Гамлиэль вместо ответа пожал плечами.

- Сегодня у меня настроение смеяться, - крикнул Диего. - А ну-ка, друзья! Кто рассмешит меня, тому ставлю выпивку!

Тогда Гамлиэль рассказал историю, которую будто бы услышал недавно от одного еврейского литератора, пишущего на идише:

- Вы знаете анекдот о мальчике, которому идиот папаша велит закрыть дверь, потому что снаружи холодно, а тот с невинным видом спрашивает: "А если я закрою дверь, снаружи станет тепло?"

Яша отмахнулся с наигранным отвращением.

- Гамлиэль, Гамлиэль, за кого ты нас принимаешь? За безграмотных невежд? Мы читали Шолом-Алейхема до тебя…

- Выпьем за здоровье Шолом-Алей-алея, - вмешался Диего, который притворялся, будто не может правильно выговорить имя еврейского юмориста, автора "Скрипача на крыше".

- Да ведь он умер почти сто лет назад, - со смехом возразил Болек.

- Тогда выпьем за его воскресение, - парировал Диего.

- А эту историю вы знаете? - начал Болек. - Один мужчина видит во сне голую женщину, которая стоит прямо у его постели. "Кто вы такая? - кричит он. - И что вы здесь делаете?" А она ему преспокойно отвечает: "Ты это у меня спрашиваешь? Разве это не твой сон?"

- Выпьем за голую женщину наших снов! - возгласил Диего, подняв стакан.

- В какой-то польской или румынской деревне, - стал в свою очередь рассказывать Яша, - одному бедолаге удалось найти работу: община назначила его своим официальным наблюдателем, призванным оповестить народ о приходе Мессии. Конечно, говорили ему, жалованье у тебя небольшое, но зато служба пожизненная!

Не уклоняясь от курса, Диего вновь наполнил свой стакан вином.

- Выпьем за здоровье наблюдателя! И… Мессии.

Гамлиэль, который совсем не пил, заметил:

- Разве Мессия не здесь, в каждом из нас? Каждый раз, когда мы помогаем несчастному беженцу раздобыть документы, разве не становится любой из нас его Спасителем?

- Выпьем за здоровье всех нас! - сказал Диего.

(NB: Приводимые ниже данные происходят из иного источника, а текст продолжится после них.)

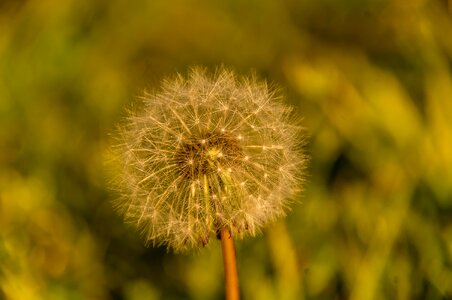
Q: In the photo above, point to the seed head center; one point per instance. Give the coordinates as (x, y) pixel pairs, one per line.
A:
(208, 153)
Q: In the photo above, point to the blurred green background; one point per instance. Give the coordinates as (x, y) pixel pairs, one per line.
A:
(372, 78)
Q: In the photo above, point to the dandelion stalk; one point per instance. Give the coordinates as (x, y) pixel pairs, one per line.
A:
(208, 154)
(230, 265)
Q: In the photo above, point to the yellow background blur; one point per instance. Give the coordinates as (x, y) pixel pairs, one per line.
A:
(372, 78)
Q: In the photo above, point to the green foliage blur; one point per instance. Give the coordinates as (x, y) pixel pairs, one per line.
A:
(372, 78)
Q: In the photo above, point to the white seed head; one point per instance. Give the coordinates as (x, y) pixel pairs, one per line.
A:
(207, 152)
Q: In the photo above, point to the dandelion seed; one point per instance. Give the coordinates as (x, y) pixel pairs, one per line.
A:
(186, 169)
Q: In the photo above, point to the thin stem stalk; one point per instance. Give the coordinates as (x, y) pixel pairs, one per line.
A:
(230, 265)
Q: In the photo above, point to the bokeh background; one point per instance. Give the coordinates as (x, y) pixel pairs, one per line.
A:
(372, 79)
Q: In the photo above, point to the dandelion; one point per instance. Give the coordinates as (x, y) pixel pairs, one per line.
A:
(208, 155)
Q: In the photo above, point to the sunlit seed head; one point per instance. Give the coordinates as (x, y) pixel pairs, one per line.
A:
(187, 170)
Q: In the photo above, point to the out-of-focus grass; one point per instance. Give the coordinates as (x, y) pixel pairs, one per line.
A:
(373, 80)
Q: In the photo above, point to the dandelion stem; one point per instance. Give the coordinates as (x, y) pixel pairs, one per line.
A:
(230, 265)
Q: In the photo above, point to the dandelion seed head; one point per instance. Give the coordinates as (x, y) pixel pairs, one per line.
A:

Затем, обтерев рот тыльной стороной ладони, добавил:

- У меня тоже есть история. Помню, в Марселе, в самом начале войны, нас собралась горстка друзей из Интернациональных бригад. Все мы сбежали из французских лагерей для интернированных и простаивали в очередях в разных консульствах. Одному из нас, самому удачливому, удалось получить визу в Тьерра-дель-Фуего, на юге Аргентины. "Но это же далеко", - сказали ему. А он так удивился: "Далеко откуда?"

Этот анекдот вернул друзей к повестке дня. Как бывало всегда, они обменялись впечатлениями, планами и сведениями из личных дел беженцев или тех, кто просил убежища. У каждого из них были свои подопечные.

Болек зачитал только что полученное письмо из деревни близ Бердичева: человек по имени Залман, последний еврей своей общины, хотел эмигрировать в Израиль или Соединенные Штаты, чтобы дать еврейское образование детям. Но перед ним встала дилемма: "Если мы останемся здесь, они вырастут вдали от своего народа. Если же мы уедем, как быть с еврейским кладбищем, с нашими мертвыми, которых охраняю только я?"